Palm Beach County Health Department Manager, Dr. Alina Alonso, warned county commissioners on Tuesday about the potential long-term health consequences for children catching COVID-19. She said the virus could cause lifelong harm even to children with mild illnesses.
“They see that there is damage to the lungs of these asymptomatic children. “We do not know how it will manifest one year from now or two years from now,” Alonso told the Sun-Sentinel. “Will that child have chronic lung problems or not?”
Florida tested 54,022 Florida residents under the age of 18, according to the state’s COVID-19 pediatric report on July 10. Of these tests, 16,777 or just over 31 percent returned positive. At the same time, the positivity rate for Florida’s entire population is about 11 percent.
“This is not the virus you collect everyone to make sure you catch it and take it over,” Alonso told the newspaper. “This is something serious, and we learn new information about this virus every day.”
Fear from Alonso comes when the Ron DeSantis government pressures students to return to the classroom in the fall.
“My children are three, two and newborns, so they’re just too young to be in school now, but if they were 7, 6 and 5 I would have no problem, I would see it as an incredibly low risk,” he said.
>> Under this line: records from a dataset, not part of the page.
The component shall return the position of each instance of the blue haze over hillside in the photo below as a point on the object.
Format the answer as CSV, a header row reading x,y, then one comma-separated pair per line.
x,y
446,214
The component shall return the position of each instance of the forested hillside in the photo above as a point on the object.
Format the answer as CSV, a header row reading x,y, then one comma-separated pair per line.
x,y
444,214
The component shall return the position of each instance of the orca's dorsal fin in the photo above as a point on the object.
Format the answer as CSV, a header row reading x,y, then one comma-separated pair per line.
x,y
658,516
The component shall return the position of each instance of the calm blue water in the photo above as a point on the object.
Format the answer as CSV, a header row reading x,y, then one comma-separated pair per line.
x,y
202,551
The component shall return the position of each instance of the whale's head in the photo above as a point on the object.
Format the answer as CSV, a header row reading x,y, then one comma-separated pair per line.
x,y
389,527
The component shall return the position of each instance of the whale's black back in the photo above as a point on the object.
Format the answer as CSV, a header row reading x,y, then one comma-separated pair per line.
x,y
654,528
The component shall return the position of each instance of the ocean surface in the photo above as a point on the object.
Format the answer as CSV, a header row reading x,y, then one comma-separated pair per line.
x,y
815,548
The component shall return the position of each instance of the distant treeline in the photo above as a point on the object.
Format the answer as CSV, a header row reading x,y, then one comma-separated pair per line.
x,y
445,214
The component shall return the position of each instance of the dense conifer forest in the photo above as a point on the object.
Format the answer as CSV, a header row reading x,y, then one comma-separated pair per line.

DeSantis during a press conference on Friday.
The American Academy of Pediatrics (AAP) said last month that children and adolescents were “less likely to be symptomatic and less likely to have a serious illness” as a result of a COVID-19 infection. As of Tuesday, 4,514 coronavirus deaths have been reported in Sunshine State, four of whom are younger than 18.
Still, the AAP and three other groups wrote on Friday: “We should leave it to health experts to tell them when it’s best time to open school buildings.”
An April study by the Centers for Disease Control and Prevention (CDC) also found that children under the age of 18 accounted for less than two percent of reported cases in the United States, even though they make up about 22 percent of the population.
Meanwhile, the CDC issued an advisory back in May regarding a serious inflammatory condition found in children believed to be associated with the coronavirus. Doctors describe the inflammatory condition (MIS-C) that is similar to Kawasaki disease, a rare disease that causes swelling in medium-sized arteries throughout the body.
The pediatric report shows 13 such cases in Florida in children under 18 years of age.